BEHRENS v. KERRY
MEMORANDUM OPINION AND ORDER granting in part and denying in part Defendant's 28 Motion for Summary Judgment. Signed by Judge Timothy J. Kelly on 9/10/20. (lctjk2)
UNITED STATES DISTRICT COURT
FOR THE DISTRICT OF COLUMBIA
NINA K. BEHRENS,
Civil Action No. 16-1590 (TJK)
MICHAEL R. POMPEO, Secretary, United
States Department of State,
MEMORANDUM OPINION AND ORDER
In this Title VII suit for retaliation (Count One) and retaliatory hostile work environment
(Count 2), Plaintiff Nina Behrens alleges that the Department of State denied her high-level
interpreting assignments that she was entitled to, unfairly criticized her conduct, and suspended
her twice without pay, all in retaliation for her prior discrimination complaints against her boss
Patricia Arizu and others (which were settled in 2012) and for her ongoing and vocal opposition
to State’s alleged retaliation.
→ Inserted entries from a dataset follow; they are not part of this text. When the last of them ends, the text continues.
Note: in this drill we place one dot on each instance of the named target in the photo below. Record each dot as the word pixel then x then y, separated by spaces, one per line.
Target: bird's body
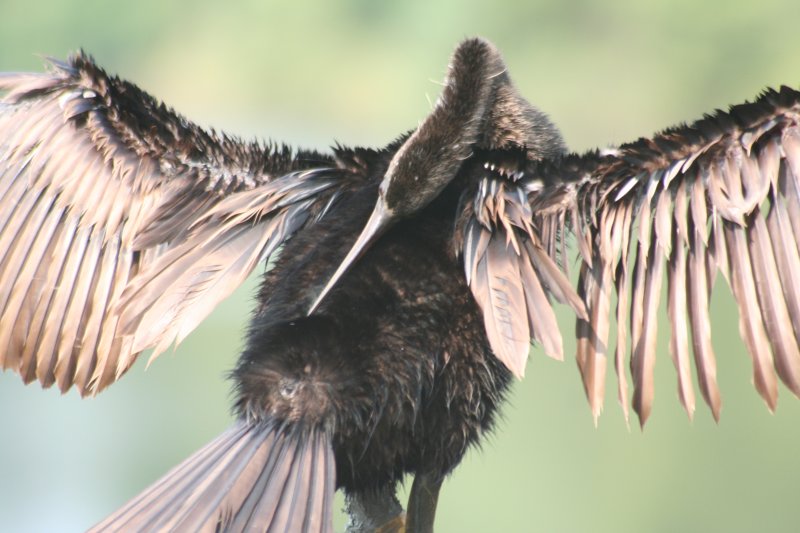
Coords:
pixel 398 348
pixel 410 283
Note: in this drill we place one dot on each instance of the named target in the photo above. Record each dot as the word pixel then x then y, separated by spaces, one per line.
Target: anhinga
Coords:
pixel 410 281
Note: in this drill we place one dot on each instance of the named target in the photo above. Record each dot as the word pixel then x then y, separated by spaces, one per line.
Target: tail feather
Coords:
pixel 250 478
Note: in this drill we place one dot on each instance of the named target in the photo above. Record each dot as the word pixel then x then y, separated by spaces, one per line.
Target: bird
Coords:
pixel 407 282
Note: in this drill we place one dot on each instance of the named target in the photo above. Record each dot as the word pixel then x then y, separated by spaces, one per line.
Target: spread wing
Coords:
pixel 508 268
pixel 122 224
pixel 719 196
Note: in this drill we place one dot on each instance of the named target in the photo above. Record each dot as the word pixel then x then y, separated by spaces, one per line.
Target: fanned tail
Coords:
pixel 258 477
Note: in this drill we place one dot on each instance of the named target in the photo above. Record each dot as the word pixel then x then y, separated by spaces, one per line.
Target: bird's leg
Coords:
pixel 375 512
pixel 422 503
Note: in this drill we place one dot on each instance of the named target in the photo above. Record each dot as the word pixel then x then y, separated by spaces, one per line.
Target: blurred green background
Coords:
pixel 361 72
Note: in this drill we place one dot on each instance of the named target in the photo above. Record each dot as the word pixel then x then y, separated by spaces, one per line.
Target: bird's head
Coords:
pixel 479 109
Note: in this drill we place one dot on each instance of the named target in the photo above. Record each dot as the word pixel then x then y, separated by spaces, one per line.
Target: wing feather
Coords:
pixel 118 222
pixel 720 195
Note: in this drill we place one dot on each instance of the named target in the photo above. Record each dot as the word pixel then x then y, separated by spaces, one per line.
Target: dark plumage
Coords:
pixel 410 284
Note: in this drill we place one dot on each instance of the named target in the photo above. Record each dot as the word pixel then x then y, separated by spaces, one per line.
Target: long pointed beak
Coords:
pixel 375 226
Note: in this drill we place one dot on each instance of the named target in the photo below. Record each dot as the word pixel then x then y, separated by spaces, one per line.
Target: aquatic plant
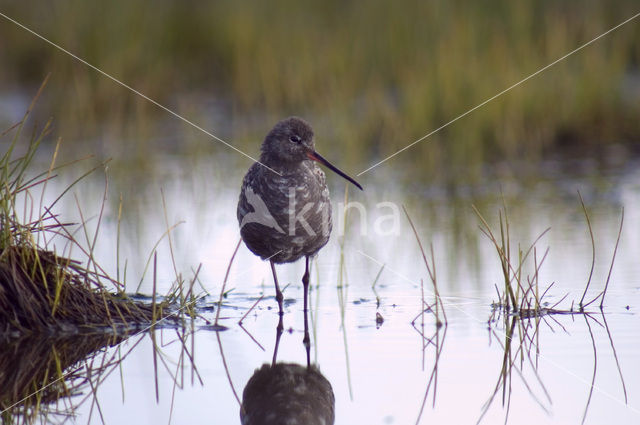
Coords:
pixel 42 290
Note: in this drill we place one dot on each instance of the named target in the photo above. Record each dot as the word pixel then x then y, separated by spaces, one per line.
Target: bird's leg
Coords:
pixel 279 296
pixel 305 284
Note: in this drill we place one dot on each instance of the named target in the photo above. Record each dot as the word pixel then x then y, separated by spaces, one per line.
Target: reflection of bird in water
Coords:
pixel 296 219
pixel 287 394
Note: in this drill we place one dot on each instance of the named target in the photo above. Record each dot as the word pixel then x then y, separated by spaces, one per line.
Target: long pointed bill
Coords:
pixel 315 156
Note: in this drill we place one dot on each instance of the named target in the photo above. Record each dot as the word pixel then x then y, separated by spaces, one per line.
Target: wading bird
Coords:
pixel 284 209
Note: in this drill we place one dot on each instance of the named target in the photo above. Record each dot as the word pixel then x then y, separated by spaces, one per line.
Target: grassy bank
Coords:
pixel 41 288
pixel 372 77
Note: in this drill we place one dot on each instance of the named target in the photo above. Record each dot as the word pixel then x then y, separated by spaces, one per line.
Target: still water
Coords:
pixel 386 360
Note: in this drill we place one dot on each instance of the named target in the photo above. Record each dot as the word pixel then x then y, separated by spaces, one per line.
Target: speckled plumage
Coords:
pixel 301 182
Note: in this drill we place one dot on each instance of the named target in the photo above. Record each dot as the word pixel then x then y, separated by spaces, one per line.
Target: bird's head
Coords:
pixel 290 142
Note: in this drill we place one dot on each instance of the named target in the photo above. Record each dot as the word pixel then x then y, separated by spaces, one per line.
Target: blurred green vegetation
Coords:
pixel 370 76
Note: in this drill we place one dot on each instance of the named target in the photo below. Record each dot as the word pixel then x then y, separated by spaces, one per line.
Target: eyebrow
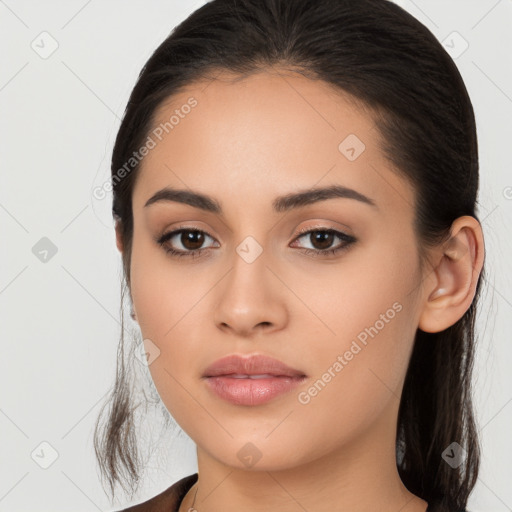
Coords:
pixel 280 204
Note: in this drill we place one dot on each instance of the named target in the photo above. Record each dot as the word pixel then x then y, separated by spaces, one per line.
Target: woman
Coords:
pixel 294 189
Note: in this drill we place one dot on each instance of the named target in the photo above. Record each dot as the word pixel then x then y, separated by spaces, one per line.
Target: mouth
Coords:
pixel 251 381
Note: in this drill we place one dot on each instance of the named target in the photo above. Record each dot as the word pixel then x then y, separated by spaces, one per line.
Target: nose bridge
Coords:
pixel 249 297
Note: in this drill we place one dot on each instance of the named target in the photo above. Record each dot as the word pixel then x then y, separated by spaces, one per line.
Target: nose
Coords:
pixel 250 300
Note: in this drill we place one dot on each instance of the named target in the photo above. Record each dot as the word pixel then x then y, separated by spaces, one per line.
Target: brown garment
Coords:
pixel 168 500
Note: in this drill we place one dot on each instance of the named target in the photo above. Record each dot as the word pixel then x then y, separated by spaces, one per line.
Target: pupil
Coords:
pixel 192 237
pixel 324 238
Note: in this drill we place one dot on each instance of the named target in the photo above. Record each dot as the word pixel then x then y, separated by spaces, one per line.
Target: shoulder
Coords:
pixel 169 500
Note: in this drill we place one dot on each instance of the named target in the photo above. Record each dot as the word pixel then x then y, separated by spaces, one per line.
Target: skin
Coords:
pixel 245 143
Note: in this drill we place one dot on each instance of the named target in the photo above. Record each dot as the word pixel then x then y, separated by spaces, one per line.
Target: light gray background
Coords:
pixel 60 318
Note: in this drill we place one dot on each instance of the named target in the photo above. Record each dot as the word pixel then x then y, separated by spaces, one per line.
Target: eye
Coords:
pixel 190 239
pixel 322 240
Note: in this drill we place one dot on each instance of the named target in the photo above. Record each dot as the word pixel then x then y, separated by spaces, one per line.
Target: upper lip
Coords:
pixel 250 365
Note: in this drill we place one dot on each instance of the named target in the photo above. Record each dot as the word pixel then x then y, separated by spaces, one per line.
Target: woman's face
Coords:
pixel 345 319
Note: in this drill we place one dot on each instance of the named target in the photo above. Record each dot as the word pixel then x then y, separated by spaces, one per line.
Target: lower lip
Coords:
pixel 252 391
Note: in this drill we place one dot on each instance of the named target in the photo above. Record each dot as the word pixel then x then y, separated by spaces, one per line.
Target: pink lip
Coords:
pixel 222 379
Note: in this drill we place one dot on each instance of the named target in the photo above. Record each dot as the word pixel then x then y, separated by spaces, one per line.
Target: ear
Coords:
pixel 119 237
pixel 452 283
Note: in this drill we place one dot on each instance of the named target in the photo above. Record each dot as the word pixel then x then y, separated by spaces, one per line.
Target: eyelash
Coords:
pixel 348 239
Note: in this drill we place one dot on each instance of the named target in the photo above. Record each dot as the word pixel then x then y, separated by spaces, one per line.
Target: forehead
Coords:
pixel 265 135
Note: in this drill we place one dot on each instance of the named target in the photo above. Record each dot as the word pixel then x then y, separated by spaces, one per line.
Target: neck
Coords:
pixel 360 476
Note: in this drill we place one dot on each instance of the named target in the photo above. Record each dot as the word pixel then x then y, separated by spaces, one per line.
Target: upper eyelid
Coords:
pixel 300 234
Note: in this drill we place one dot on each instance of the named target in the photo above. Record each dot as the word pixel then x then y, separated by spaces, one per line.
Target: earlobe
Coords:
pixel 455 277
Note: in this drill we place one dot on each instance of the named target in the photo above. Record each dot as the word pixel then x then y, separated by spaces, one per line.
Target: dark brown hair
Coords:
pixel 389 62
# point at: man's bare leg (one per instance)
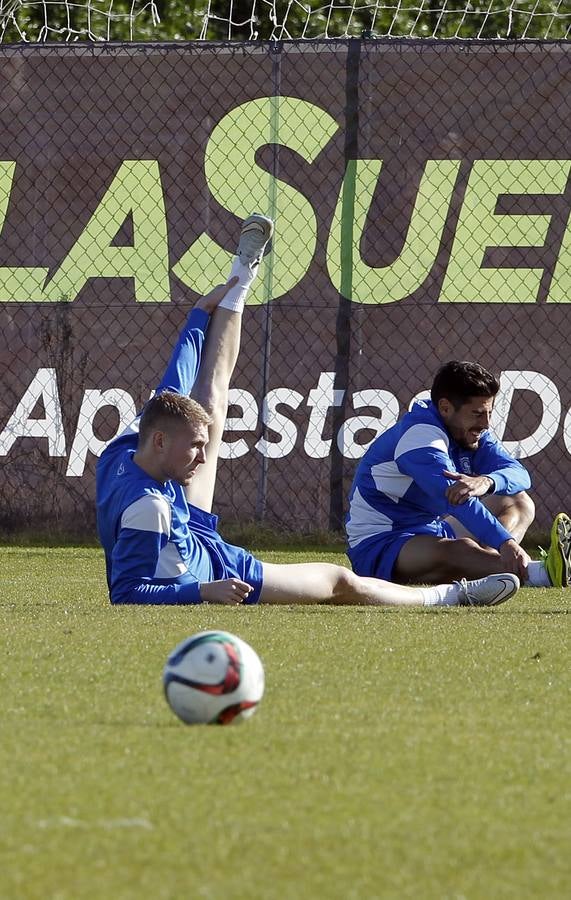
(221, 352)
(313, 583)
(211, 391)
(429, 559)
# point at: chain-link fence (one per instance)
(421, 197)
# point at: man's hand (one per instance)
(514, 559)
(466, 486)
(211, 300)
(229, 592)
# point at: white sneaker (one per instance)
(488, 591)
(255, 235)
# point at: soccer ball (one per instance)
(213, 678)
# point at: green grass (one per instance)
(396, 754)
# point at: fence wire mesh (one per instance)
(421, 197)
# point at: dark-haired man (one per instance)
(437, 497)
(155, 486)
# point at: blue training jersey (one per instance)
(151, 553)
(399, 484)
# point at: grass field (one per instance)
(396, 754)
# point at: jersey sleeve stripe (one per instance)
(149, 513)
(420, 437)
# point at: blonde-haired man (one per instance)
(155, 486)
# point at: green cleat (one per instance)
(557, 560)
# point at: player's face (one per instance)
(467, 424)
(184, 452)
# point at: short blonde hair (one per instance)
(169, 409)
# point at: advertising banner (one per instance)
(422, 200)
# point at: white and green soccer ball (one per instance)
(213, 678)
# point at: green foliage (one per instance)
(395, 754)
(124, 20)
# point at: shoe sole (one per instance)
(263, 227)
(509, 590)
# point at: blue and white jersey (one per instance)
(399, 484)
(159, 548)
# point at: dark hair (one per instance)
(168, 409)
(458, 381)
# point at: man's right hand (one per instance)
(514, 559)
(229, 591)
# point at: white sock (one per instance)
(440, 595)
(537, 574)
(236, 296)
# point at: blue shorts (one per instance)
(228, 561)
(377, 555)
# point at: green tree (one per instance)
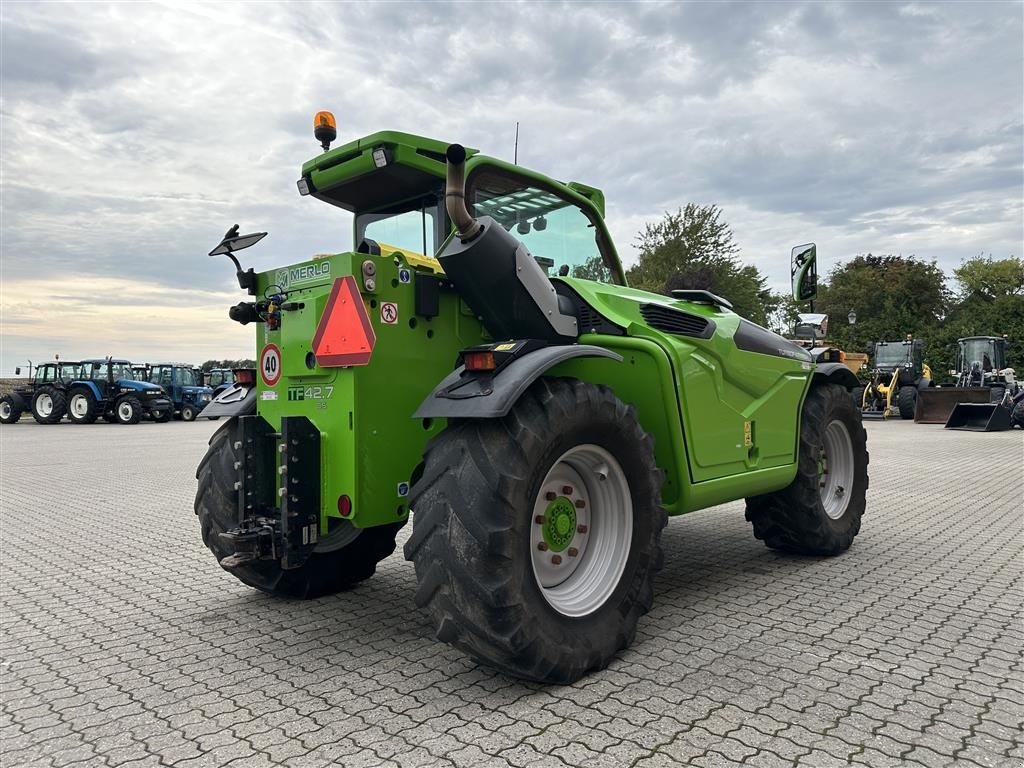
(694, 249)
(988, 279)
(893, 296)
(989, 302)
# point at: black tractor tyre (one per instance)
(82, 407)
(906, 399)
(10, 409)
(128, 410)
(325, 572)
(795, 519)
(478, 511)
(48, 406)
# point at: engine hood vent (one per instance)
(677, 322)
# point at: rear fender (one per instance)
(469, 395)
(236, 400)
(835, 373)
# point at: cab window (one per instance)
(563, 239)
(413, 225)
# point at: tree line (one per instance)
(891, 295)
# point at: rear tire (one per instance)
(128, 410)
(568, 456)
(82, 408)
(342, 559)
(819, 512)
(48, 406)
(10, 410)
(907, 401)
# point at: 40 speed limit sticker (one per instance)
(269, 365)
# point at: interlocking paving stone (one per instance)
(124, 644)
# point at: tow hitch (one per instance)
(286, 530)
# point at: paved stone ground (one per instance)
(124, 643)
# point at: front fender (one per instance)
(835, 373)
(485, 396)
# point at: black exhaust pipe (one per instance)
(455, 194)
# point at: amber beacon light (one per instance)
(325, 129)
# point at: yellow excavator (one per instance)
(899, 374)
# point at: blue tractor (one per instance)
(109, 389)
(183, 386)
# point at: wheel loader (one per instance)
(898, 375)
(476, 361)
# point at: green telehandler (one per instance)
(540, 471)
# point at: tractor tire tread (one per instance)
(794, 519)
(465, 560)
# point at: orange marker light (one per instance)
(479, 360)
(325, 129)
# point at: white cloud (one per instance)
(133, 135)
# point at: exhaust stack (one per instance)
(455, 194)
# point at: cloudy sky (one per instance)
(133, 135)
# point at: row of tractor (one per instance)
(982, 393)
(116, 390)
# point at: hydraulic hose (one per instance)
(455, 194)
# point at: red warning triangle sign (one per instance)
(344, 336)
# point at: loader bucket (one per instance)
(935, 404)
(979, 417)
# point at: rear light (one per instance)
(479, 360)
(344, 506)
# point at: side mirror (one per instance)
(804, 271)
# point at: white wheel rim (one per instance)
(579, 567)
(836, 470)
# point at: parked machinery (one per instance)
(581, 413)
(898, 376)
(982, 378)
(45, 396)
(183, 386)
(108, 388)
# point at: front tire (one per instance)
(48, 406)
(10, 410)
(342, 558)
(128, 411)
(537, 536)
(819, 512)
(906, 399)
(82, 408)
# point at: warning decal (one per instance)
(269, 365)
(344, 336)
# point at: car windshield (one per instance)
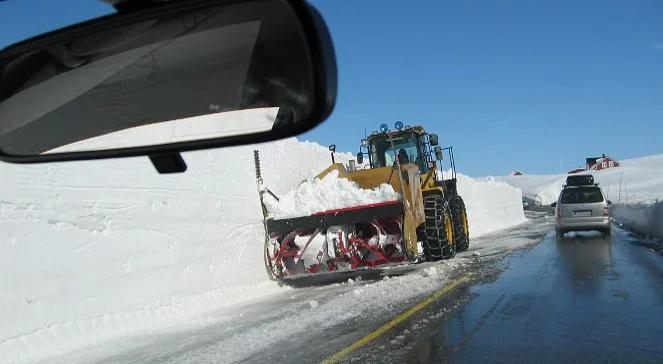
(546, 246)
(582, 195)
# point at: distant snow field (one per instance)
(635, 188)
(94, 251)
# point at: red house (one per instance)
(599, 163)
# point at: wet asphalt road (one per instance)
(581, 299)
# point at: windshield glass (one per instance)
(582, 195)
(406, 145)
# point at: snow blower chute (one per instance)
(426, 216)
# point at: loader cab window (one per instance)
(383, 155)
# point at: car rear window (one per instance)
(582, 195)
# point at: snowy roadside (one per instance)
(301, 317)
(635, 188)
(646, 219)
(93, 251)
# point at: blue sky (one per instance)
(535, 86)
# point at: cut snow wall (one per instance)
(643, 218)
(491, 205)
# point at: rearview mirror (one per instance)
(175, 77)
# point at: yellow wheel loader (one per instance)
(428, 221)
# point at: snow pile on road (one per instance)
(635, 180)
(326, 193)
(97, 250)
(635, 188)
(491, 205)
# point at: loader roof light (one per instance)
(384, 128)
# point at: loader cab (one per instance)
(412, 140)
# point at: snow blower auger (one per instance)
(428, 221)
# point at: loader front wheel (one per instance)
(460, 224)
(439, 241)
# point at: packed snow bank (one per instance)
(643, 218)
(491, 205)
(93, 251)
(327, 193)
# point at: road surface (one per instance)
(521, 296)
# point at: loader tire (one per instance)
(439, 242)
(460, 225)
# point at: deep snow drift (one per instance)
(92, 251)
(635, 188)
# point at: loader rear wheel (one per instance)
(460, 225)
(439, 242)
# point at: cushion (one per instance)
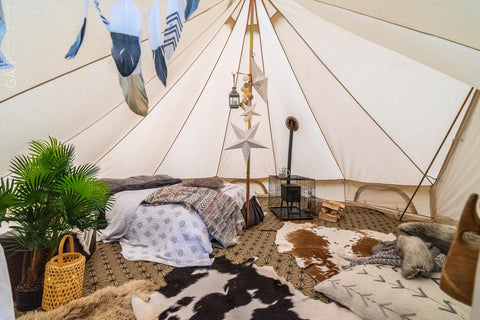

See ECF No. 1; ECF No. 12.
Summary judgment is appropriate if the movant shows that, viewing the evidence in the
light most favorable to the non-movant, there is “no genuine dispute as to any material fact,”
Fed. R. Civ. P. 56(a), and “no reasonable jury could reach a verdict” in the movant’s favor,
Lopez v. Council on Am.-Islamic Rels. Action Network, Inc., 826 F.3d 492, 496 (D.C. Cir. 2016).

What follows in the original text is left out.